Opened 2 years ago
Last modified 23 months ago
#35099 closed Bug
Combining QuerySets with "|" or "&" produce side effects affecting further queries — at Version 1
| Reported by: | Alan | Owned by: | nobody |
|---|---|---|---|
| Component: | Database layer (models, ORM) | Version: | 5.0 |
| Severity: | Normal | Keywords: | |
| Cc: | Triage Stage: | Ready for checkin | |
| Has patch: | yes | Needs documentation: | no |
| Needs tests: | no | Patch needs improvement: | no |
| Easy pickings: | no | UI/UX: | no |
Description (last modified by )
Hello everyone.
Combining some queries with "|" or "&" somehow affects queries involved in the operation, leading to malformed SQL and unexpected results.
Here are details and steps to reproduce. Apologise, for maybe a bit confusing model names, I copied them from production.
class SiteUser(models.Model):
pass
class Notification(models.Model):
user = models.ForeignKey(to=SiteUser, on_delete=models.CASCADE)
class PayoutRequest(models.Model):
requester = models.ForeignKey(to=SiteUser, on_delete=models.CASCADE)
Test:
from django.test import TestCase
from django.db.models import OuterRef, Exists
from reproduce.models import Notification, SiteUser, PayoutRequest
class Reproduce(TestCase):
def test(self):
u01 = SiteUser.objects.create()
u02 = SiteUser.objects.create()
u03 = SiteUser.objects.create()
Notification.objects.create(user=u01)
PayoutRequest.objects.create(requester=u01)
Notification.objects.create(user=u02)
PayoutRequest.objects.create(requester=u03)
are_active = SiteUser.objects.all().distinct()
got_money = SiteUser.objects.filter(
Exists(PayoutRequest.objects.filter(requester=OuterRef('pk')))
).distinct()
whatever_query = SiteUser.objects.all().distinct()
# Execute queries first time
need_help = are_active.exclude(pk__in=got_money)
notified = Notification.objects.filter(user__in=need_help).values_list('user_id', flat=True)
query_before = str(notified.query)
self.assertEqual(len(notified), 1) # correct
whatever_query | got_money # Touch "got_money" with any other query
# Execute same queries second time
need_help = are_active.exclude(pk__in=got_money)
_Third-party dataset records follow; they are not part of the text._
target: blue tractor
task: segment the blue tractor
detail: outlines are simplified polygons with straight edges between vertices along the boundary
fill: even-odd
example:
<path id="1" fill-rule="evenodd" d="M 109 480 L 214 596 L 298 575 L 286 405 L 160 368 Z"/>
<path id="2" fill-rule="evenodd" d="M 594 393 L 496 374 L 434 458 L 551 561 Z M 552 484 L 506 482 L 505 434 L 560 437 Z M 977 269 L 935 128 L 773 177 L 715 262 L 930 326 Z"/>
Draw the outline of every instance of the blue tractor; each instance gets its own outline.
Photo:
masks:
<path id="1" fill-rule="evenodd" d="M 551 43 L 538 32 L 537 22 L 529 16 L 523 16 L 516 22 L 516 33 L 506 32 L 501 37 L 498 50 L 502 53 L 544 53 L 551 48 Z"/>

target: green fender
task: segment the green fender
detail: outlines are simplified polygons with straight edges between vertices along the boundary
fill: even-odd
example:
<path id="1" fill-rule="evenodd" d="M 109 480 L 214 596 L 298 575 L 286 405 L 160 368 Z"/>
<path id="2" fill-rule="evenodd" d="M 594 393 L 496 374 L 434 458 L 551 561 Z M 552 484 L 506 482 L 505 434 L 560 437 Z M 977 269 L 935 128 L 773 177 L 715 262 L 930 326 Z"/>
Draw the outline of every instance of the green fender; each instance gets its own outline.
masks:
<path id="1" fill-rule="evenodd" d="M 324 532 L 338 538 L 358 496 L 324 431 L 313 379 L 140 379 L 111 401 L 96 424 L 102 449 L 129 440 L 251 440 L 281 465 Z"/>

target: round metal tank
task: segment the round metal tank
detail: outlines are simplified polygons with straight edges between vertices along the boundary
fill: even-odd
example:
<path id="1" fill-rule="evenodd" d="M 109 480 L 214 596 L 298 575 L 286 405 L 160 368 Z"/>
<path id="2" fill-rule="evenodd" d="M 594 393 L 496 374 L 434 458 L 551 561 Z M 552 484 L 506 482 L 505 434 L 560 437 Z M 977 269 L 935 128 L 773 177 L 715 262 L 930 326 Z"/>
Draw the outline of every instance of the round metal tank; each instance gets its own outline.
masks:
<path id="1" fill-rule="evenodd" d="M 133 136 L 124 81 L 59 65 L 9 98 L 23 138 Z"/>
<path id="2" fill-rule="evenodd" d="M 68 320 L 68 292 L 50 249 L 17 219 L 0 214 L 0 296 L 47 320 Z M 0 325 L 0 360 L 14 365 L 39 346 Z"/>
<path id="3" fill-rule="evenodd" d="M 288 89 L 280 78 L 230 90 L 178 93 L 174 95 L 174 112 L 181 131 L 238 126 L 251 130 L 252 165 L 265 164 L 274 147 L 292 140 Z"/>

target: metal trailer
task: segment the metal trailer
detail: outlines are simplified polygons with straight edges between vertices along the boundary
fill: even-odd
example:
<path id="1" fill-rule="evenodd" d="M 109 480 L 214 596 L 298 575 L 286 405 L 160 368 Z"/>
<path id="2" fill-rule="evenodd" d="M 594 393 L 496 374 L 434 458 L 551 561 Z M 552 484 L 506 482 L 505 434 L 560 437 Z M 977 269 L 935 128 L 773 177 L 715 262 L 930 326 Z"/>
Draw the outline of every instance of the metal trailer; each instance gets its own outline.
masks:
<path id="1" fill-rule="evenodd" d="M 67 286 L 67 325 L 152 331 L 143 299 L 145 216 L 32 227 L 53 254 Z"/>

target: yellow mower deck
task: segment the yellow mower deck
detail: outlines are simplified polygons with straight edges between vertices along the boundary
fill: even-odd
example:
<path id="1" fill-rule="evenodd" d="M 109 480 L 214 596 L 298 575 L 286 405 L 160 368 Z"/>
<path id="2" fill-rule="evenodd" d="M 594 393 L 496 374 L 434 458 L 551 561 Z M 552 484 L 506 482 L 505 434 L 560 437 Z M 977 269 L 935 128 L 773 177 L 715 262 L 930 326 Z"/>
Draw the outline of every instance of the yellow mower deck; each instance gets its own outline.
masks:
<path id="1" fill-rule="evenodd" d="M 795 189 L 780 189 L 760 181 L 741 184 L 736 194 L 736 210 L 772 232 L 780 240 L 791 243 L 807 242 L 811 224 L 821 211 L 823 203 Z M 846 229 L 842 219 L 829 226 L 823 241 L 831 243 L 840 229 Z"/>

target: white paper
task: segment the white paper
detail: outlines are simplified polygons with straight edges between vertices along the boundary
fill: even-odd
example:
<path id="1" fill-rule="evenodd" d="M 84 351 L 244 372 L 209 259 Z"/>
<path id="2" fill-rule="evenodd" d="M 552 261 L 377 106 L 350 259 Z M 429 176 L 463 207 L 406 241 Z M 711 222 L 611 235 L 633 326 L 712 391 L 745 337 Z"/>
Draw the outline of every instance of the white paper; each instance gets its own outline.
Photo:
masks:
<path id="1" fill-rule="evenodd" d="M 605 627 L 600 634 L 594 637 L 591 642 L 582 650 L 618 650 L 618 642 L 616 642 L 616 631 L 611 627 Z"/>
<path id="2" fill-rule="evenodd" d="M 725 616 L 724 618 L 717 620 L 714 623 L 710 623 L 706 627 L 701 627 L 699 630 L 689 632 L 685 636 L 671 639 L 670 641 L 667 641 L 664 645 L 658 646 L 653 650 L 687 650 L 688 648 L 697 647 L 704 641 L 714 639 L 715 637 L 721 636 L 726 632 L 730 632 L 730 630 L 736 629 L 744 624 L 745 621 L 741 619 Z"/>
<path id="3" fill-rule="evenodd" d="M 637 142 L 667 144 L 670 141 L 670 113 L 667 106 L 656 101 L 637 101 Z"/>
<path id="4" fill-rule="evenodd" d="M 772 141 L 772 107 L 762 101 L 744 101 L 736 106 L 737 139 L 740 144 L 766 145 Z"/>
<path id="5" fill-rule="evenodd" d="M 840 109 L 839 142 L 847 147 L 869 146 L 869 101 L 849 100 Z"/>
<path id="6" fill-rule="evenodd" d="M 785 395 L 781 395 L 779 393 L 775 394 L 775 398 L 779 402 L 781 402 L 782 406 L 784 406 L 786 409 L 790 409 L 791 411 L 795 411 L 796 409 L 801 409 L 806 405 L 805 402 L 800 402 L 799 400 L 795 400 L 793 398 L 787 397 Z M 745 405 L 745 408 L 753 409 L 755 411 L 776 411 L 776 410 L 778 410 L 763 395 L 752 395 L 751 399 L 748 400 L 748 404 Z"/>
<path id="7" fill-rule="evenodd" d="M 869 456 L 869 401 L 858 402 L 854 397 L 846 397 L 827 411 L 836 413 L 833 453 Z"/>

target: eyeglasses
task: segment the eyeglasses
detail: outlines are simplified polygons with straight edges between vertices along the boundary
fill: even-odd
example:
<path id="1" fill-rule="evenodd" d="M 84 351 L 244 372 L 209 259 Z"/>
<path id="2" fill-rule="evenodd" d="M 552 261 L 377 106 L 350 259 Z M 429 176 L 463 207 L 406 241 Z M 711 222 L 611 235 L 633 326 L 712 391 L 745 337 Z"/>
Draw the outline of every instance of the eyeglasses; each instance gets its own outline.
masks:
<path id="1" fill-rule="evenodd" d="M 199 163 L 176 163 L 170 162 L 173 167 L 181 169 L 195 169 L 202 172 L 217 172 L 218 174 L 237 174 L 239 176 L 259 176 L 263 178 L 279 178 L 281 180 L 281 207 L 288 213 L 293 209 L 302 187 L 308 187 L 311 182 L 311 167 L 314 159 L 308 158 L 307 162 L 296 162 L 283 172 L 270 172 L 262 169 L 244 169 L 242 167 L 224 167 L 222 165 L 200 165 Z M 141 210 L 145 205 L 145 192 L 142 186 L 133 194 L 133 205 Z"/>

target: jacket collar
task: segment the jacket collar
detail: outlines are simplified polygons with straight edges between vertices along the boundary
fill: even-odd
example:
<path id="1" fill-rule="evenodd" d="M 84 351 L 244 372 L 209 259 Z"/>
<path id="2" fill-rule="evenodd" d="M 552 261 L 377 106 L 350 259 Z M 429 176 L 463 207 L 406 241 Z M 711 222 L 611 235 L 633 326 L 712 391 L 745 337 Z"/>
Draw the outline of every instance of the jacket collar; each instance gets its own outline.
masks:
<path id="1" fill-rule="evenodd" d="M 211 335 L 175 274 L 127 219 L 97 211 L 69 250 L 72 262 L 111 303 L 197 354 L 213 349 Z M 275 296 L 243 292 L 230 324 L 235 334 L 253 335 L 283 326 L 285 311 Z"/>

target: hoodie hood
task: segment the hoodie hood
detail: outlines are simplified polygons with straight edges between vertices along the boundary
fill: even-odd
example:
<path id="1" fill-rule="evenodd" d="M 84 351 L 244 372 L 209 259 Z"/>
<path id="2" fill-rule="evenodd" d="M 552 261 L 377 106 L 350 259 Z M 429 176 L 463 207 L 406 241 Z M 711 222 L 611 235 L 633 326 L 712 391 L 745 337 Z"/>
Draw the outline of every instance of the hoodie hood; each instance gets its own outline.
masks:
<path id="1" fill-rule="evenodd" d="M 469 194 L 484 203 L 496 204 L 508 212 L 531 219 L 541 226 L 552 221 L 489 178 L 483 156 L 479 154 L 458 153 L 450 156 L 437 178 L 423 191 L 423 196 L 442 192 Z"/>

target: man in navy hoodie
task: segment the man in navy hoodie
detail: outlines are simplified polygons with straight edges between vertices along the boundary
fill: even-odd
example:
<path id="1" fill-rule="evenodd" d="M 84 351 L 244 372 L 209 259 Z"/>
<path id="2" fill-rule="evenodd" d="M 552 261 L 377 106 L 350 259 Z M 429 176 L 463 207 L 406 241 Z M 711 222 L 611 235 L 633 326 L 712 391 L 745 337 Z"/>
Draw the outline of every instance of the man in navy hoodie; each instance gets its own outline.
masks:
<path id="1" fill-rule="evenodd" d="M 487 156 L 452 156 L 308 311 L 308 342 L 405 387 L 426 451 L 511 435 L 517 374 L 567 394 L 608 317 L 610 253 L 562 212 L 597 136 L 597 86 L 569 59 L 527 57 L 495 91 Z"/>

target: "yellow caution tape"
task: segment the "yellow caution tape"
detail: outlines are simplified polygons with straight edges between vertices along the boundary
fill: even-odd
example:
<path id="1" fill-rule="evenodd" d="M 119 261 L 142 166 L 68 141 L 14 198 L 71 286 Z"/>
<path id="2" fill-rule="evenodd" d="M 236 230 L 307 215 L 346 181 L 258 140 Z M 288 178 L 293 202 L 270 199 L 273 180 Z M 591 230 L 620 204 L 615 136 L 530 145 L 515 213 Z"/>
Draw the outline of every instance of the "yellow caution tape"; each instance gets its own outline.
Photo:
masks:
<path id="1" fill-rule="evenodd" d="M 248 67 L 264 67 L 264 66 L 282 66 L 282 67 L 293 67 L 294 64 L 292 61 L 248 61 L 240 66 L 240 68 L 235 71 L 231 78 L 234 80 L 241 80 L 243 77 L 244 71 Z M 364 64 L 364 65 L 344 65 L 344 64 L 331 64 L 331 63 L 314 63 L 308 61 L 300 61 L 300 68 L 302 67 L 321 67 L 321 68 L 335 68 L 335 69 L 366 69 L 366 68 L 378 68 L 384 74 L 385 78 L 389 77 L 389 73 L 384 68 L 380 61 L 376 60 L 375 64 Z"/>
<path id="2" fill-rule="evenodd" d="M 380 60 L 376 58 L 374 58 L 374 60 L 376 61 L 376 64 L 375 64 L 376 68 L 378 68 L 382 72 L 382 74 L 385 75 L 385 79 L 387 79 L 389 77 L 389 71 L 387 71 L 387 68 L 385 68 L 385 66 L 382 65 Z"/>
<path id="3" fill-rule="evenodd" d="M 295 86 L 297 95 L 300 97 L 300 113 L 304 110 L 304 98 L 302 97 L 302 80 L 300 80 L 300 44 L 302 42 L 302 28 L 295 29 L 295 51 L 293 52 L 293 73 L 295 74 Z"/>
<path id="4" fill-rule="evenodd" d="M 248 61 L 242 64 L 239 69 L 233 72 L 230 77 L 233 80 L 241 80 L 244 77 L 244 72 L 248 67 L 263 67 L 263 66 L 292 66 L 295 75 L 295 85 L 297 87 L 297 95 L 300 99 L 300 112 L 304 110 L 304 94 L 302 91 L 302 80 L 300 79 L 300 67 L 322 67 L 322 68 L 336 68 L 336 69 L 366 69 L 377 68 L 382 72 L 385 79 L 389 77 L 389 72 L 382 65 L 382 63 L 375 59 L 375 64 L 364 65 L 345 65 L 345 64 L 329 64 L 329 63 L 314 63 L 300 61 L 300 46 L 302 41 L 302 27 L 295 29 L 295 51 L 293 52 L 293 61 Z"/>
notified = Notification.objects.filter(user__in=need_help).values_list('user_id', flat=True)
query_after = str(notified.query)
print(query_before)
print(query_after)
self.assertEqual(len(notified), 1) # expected 1, got 0
self.assertEqual(query_before, query_after) # false
As you can see, merely touching the got_money query with any other query leads to modifying the results of the same queries executed after that.
This test case probably may be simplified even further, but unfortunately, I have no more time resources to dig much deeper.
I had another queries built using simple .filter() and .exclude(). Those were not affected by combining.
I found only this query got_money using Exists() and OuterRef() to be affected. There might be more of which I am not aware of.
The reason for this I don't know, but query_before and query_after differs.
query_before correctly separates subqueries using W0, U0, V0 aliases, while the query_after uses a single U0 alias for all subqueries, leading to incorrect results.
Before
SELECT
"reproduce_notification"."user_id"
FROM
"reproduce_notification"
WHERE
"reproduce_notification"."user_id" IN (
SELECT
DISTINCT W0."id"
FROM
"reproduce_siteuser" W0
WHERE
NOT (
W0."id" IN (
SELECT
DISTINCT V0."id"
FROM
"reproduce_siteuser" V0
WHERE
EXISTS(
SELECT
1 AS "a"
FROM
"reproduce_payoutrequest" U0
WHERE
U0."requester_id" = (V0."id")
LIMIT
1
)
)
)
)
After
SELECT
"reproduce_notification"."user_id"
FROM
"reproduce_notification"
WHERE
"reproduce_notification"."user_id" IN (
SELECT
DISTINCT U0."id"
FROM
"reproduce_siteuser" U0
WHERE
NOT (
U0."id" IN (
SELECT
DISTINCT U0."id"
FROM
"reproduce_siteuser" U0
WHERE
EXISTS(
SELECT
1 AS "a"
FROM
"reproduce_payoutrequest" U0
WHERE
U0."requester_id" = (U0."id")
LIMIT
1
)
)
)
)
Found bug in version 4.2.7, but reproduced it in 5.0.1 the same way.
Feel free to request any additional information you might need for this.